Some people try very hard with their balconies (that's a bubble machine on the right hand side).


Some houses are very small.


A centre figure, Europe (even if she does look like Queen Victoria), an 1860s figurine which is part of a Four Continents set - any connection with the Albert Memorial?).


A nineteenth century snail.


Perhaps my favorite thing in the museum: Mary Proctor's Freedom of Expression (1998): Proctor's art is intentionally celebratory of women, and painted on salvaged doors.
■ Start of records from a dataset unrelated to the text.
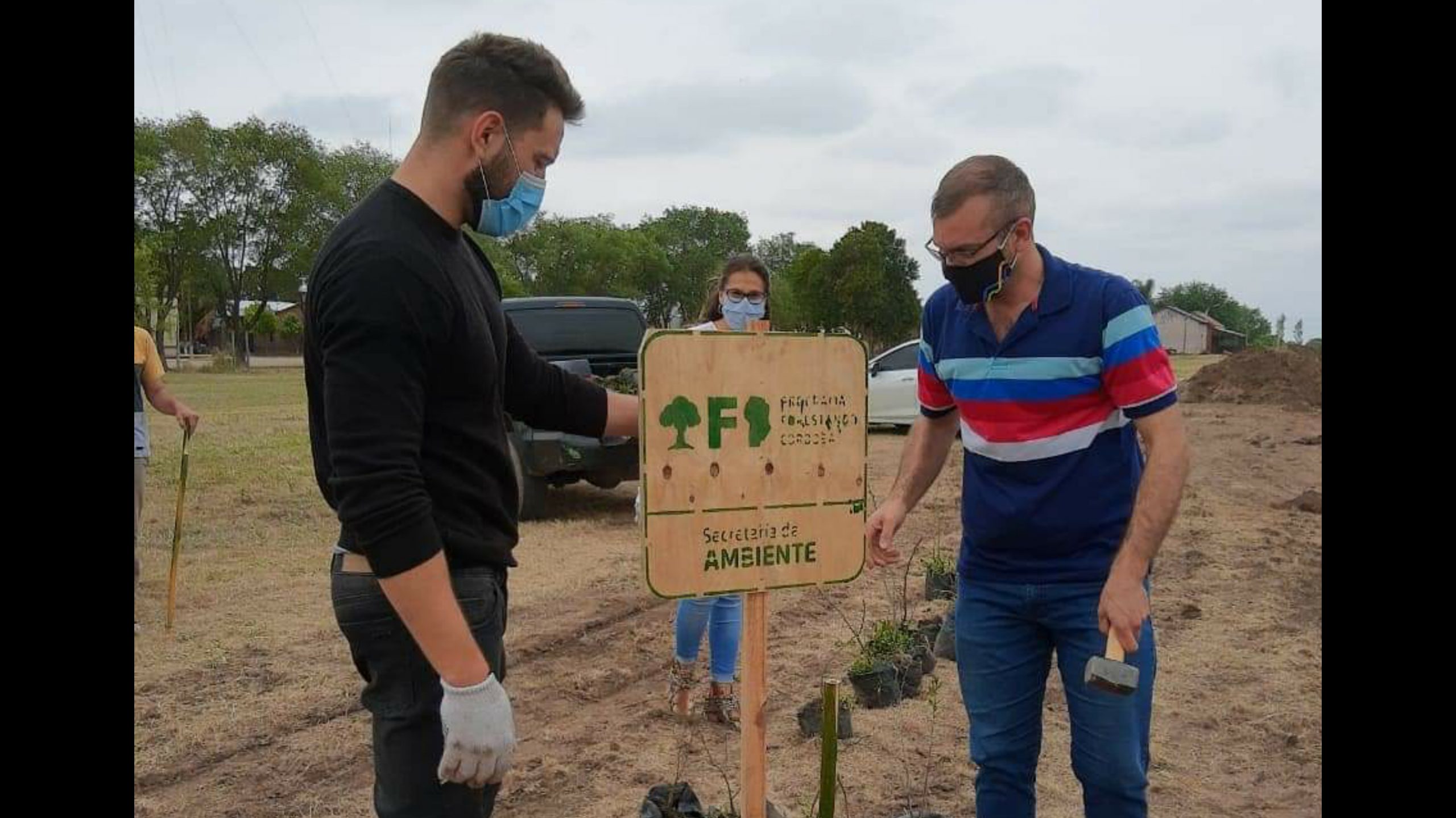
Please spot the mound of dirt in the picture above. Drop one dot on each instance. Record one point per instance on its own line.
(1309, 501)
(1290, 377)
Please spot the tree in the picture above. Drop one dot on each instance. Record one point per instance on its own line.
(680, 414)
(779, 254)
(290, 326)
(868, 284)
(503, 263)
(261, 319)
(259, 191)
(165, 159)
(695, 240)
(574, 256)
(1215, 302)
(143, 271)
(801, 294)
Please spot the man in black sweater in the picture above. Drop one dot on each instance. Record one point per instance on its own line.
(412, 369)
From the sculpture park next door: only three of these people are live.


























 

Thursday, April 16, 2026

flowers in New Orleans


A very academic day in New Orleans, giving a lecture in the Tulane art department, and when not doing that, or eating some very good food, I was polishing and burnishing the talk and making the slide show as impressively slick and apposite as it could be.  So that was all fun, if tiring.  Top - a mysterious bit of fly posting on a doorway very close to my hotel.   Bottom - a pottery lamp post outside the art department, which is faintly creepy.




 

Wednesday, April 15, 2026

the delights of today's travel


Greetings from DFW, where I am waiting for a very, very delayed plane to New Orleans.  I do know how crazy it is to fly late in the day into Dallas (I gather they no longer call it "turbulence" in in-flight announcements, but "air disturbance"), and that this can happen, but I had a department meeting this morning (unanticipated by me when I arranged to give this lecture - I didn't realize meeting dates would be different this month because of Passover.  You'd have thought I'd have learnt that, too).  At least I'm in a lounge where I've found the screen that will have the Dodgers on ...  Let us hope that the flight actually happens, or it'll be a night somewhere less than ideal and then an 8 hour drive.  But that would be doable, I guess ...

 

Tuesday, April 14, 2026

the domestic and the feral


We trust that Mothy knows how lucky she is (and Gramsci too).  Here she is, at breakfast time - and here's one of her figurative brothers or sisters in a cat colony in Mount Washington, where we went out to dinner,  This guy is, of course, fortunate to have shelter and kibble, but nothing like his spoilt domestic counterpart ...




 

Monday, April 13, 2026

turning purple


It's jacaranda time!  Only ... as I noted a week or so back, when they first started to create their purple haze, it's really very early in the year.  I usually associate them with graduation time - sometimes not even then.  Plenty of rain, periodically; a couple of mini heatwaves (not right now: it's surprisingly chilly) - I guess that's a recipe for encouraging premature flowering?  They look good, at any rate, against various bits of USC architecture (a residential hall, and the University Club).




 

Sunday, April 12, 2026

and this time in (better, different) focus



... the penstemon and some (other) poppies, redux.  It was raining this morning, so everything was pleasantly soaked, and that's why, too, there's a faint haze over the bottom picture, as though it's a Russian painting (or an early Klimt) from around 1895.